ANNOUNCEMENTS
Okra (Abelmoschus esculentus L.), a vital vegetable crop grown extensively in tropical and subtropical regions, suffers significant yield losses due to viral diseases, particularly Yellow Vein Mosaic Virus (BYVMV) and Okra Enation Leaf Curl Virus (OELCuV). Accurate and early detection of these viruses is crucial for effective disease management and breeding resistant varieties. This study aimed to standardize an efficient genomic DNA extraction protocol suitable for okra leaves and validate specific primers for the molecular diagnosis of BYVMV and OELCuV using PCR-based techniques.

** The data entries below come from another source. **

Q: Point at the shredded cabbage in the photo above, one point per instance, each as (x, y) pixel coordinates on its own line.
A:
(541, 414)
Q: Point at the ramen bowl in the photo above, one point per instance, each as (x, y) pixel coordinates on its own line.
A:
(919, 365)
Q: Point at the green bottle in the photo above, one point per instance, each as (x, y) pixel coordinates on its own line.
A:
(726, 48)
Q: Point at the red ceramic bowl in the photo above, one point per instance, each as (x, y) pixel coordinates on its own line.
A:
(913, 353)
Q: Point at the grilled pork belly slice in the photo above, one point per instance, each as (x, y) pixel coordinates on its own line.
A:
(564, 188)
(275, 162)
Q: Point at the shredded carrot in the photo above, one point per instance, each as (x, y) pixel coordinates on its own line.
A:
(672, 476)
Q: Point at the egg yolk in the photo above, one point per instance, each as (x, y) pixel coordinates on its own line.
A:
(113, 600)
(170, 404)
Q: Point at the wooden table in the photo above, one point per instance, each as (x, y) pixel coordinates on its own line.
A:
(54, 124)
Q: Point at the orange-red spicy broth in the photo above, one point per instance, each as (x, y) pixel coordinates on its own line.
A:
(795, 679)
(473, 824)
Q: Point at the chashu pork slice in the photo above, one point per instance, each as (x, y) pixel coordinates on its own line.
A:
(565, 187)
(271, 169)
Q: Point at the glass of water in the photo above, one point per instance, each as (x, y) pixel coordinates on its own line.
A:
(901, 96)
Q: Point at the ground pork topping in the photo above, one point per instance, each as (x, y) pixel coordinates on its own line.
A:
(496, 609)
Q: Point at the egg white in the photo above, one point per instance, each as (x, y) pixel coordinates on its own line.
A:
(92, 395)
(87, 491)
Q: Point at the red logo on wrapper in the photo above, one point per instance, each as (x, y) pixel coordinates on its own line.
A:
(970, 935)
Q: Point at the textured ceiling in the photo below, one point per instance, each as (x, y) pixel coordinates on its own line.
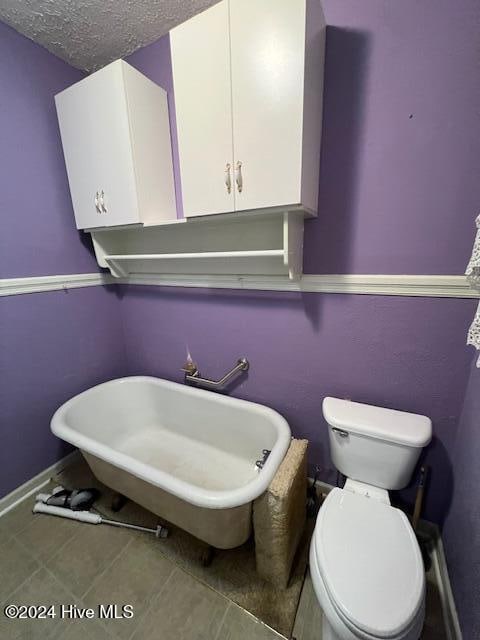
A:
(89, 34)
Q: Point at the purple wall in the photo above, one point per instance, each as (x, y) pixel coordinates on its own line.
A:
(462, 528)
(404, 353)
(52, 345)
(38, 232)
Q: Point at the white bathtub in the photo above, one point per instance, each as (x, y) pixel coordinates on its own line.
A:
(186, 454)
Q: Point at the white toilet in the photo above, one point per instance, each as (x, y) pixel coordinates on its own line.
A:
(365, 562)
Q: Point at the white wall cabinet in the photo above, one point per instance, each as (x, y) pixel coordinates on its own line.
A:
(116, 140)
(248, 81)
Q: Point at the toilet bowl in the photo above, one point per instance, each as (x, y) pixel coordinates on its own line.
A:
(365, 562)
(367, 570)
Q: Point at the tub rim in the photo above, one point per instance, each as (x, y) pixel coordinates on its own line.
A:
(213, 499)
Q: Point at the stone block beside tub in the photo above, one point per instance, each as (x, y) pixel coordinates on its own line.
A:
(279, 517)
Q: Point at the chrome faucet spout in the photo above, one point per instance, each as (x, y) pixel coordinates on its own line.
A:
(192, 375)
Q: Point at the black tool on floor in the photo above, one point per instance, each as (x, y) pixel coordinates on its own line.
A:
(76, 499)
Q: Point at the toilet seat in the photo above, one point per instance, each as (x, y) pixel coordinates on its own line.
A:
(370, 565)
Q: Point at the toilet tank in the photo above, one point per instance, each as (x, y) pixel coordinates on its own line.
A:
(375, 445)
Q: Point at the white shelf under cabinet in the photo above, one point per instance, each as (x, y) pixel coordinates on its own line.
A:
(271, 244)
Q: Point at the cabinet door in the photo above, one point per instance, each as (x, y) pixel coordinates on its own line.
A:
(95, 134)
(267, 53)
(201, 76)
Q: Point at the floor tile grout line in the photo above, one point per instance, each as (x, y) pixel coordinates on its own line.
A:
(75, 598)
(105, 569)
(147, 610)
(22, 584)
(43, 565)
(217, 635)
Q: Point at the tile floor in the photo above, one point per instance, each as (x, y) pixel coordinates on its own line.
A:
(46, 560)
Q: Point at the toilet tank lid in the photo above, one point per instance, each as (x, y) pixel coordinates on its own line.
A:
(390, 425)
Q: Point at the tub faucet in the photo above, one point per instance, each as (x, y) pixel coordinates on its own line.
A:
(192, 375)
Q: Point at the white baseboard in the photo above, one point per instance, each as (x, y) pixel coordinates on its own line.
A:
(21, 493)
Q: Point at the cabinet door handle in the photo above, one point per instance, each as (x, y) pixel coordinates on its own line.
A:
(102, 202)
(228, 177)
(97, 204)
(238, 177)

Various DNA extraction methods were evaluated and optimized based on DNA yield, purity, cost-effectiveness, and compatibility with downstream applications. The optimized CTAB-based protocol consistently yielded high-quality DNA suitable for PCR amplification, even from field-collected, virus-infected samples. Following DNA isolation, previously reported virus-specific primers were tested and validated for their sensitivity and specificity using PCR on both healthy and symptomatic plant samples. The amplified products were visualized via agarose gel electrophoresis, confirming the presence of expected amplicons for BYVMV and OELCuV in infected plants, while healthy controls showed no amplification.
This standardized protocol not only ensures reliable DNA extraction from okra but also supports accurate and rapid molecular detection of BYVMV and OELCuV. The validation of primers underlines their diagnostic potential in routine virus screening and epidemiological surveys. This study provides a foundational step towards integrated disease management and supports future efforts in developing virus-resistant okra cultivars through molecular breeding.
Keywords: Okra, BYVMV, OELCuV, genomic DNA extraction, primer validation, virus diagnosis, PCR, CTAB protocol, plant virology, molecular diagnostics.